Using conventional necropsy findings or serology is a relevant first step towards diagnosis of the complex combination of several PRDC pathogens. However, due to the absence of pathognomonic lesions involved and the variable interval between infection and seroconversion for each of these pathogens, it is frequently not easy to obtain a conclusive diagnosis.

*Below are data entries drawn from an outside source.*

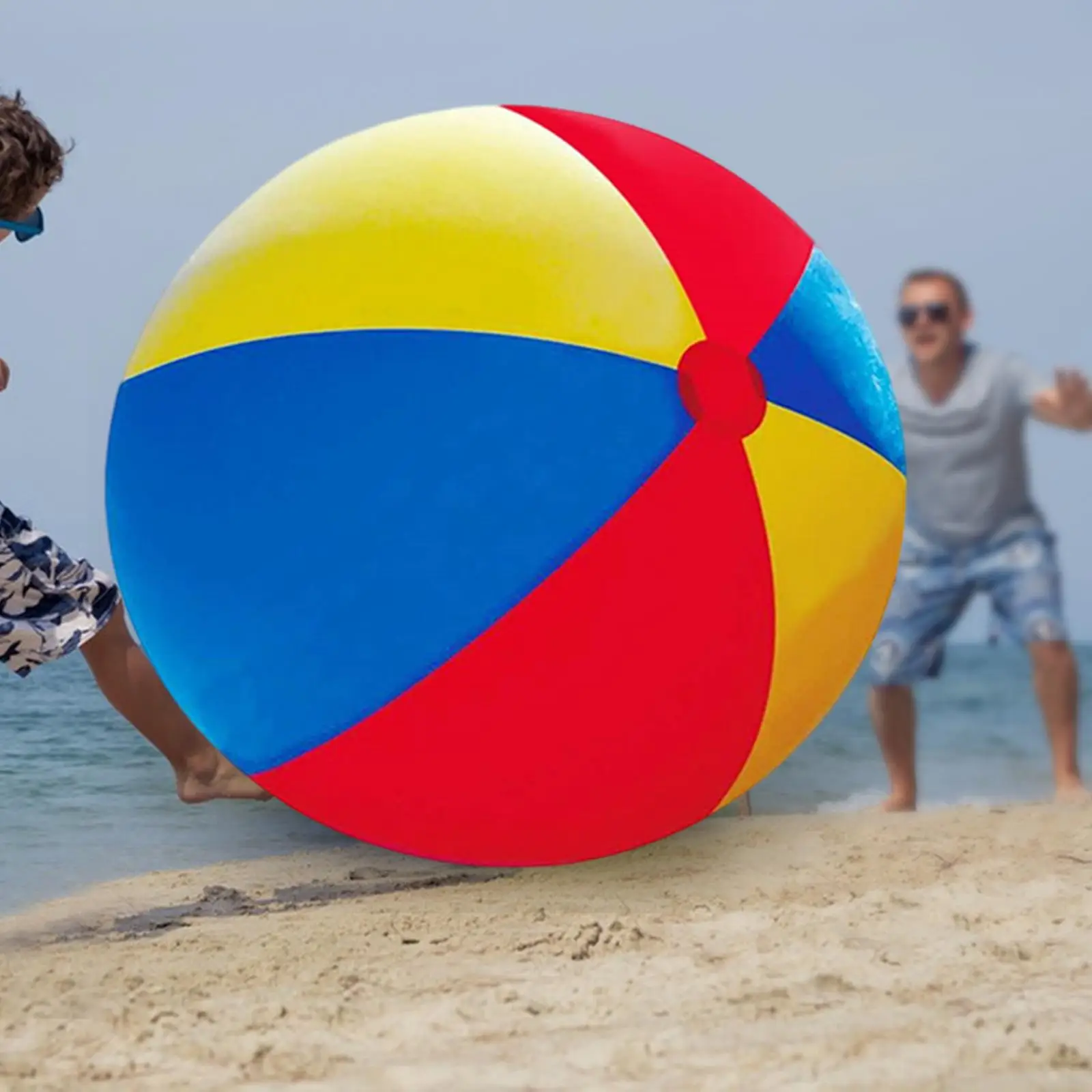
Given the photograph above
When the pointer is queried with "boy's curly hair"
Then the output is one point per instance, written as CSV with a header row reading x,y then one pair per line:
x,y
32,160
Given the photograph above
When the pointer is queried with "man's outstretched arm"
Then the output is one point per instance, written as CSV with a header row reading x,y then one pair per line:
x,y
1067,404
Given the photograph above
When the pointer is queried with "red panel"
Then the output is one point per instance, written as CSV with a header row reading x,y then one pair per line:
x,y
737,255
612,707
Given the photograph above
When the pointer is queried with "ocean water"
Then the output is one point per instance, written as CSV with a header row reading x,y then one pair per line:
x,y
85,799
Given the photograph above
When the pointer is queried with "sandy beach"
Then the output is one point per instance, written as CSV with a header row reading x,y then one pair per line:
x,y
944,950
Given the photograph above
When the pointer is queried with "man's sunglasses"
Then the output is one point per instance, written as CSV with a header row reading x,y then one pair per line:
x,y
935,313
25,229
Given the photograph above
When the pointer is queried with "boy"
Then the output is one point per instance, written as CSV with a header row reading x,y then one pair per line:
x,y
52,605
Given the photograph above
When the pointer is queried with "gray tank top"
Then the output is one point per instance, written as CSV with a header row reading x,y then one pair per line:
x,y
966,468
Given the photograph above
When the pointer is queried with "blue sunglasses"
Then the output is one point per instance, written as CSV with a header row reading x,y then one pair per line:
x,y
25,229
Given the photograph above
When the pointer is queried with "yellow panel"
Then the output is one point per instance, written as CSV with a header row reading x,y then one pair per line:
x,y
835,513
474,218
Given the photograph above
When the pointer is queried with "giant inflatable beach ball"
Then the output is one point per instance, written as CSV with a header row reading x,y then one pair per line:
x,y
506,486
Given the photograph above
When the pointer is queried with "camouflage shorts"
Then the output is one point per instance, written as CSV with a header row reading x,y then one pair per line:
x,y
49,603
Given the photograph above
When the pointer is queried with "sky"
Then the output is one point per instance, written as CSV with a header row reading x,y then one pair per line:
x,y
951,132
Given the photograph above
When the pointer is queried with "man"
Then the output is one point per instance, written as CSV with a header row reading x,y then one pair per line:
x,y
971,524
52,605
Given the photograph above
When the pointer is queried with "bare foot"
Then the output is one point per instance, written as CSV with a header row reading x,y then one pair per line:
x,y
216,779
898,803
1072,791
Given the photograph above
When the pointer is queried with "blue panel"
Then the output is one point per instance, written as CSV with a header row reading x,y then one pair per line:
x,y
304,528
819,358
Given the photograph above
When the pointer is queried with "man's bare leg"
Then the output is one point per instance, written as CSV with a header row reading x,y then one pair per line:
x,y
131,686
893,719
1057,687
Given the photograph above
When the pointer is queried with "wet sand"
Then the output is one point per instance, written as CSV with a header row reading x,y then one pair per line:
x,y
944,950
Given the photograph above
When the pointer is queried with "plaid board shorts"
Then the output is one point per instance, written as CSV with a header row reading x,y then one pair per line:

Therefore, direct detection of pathogens present through PCR techniques is currently used [5,6,42,43]. A validated sampling technique using tracheobronchial sampling [43,44,45,46] applied for early detection of M. hyopneumoniae in pigs [47] was used to collect samples in pigs of different age categories, with clinical signs of respiratory diseases, for subsequent analysis with a multiplex PCR (M. hyopneumoniae, PRRSV (PRRSV1, European strain; PRRSV2, North-American strain; PRRSV1,2, combined European and North-American strain), IAV-S, PCV-2, PRCV, PCMV), and a supplementary bacterial PCR (A. pleuropneumoniae), to detect seven different PRDC pathogens.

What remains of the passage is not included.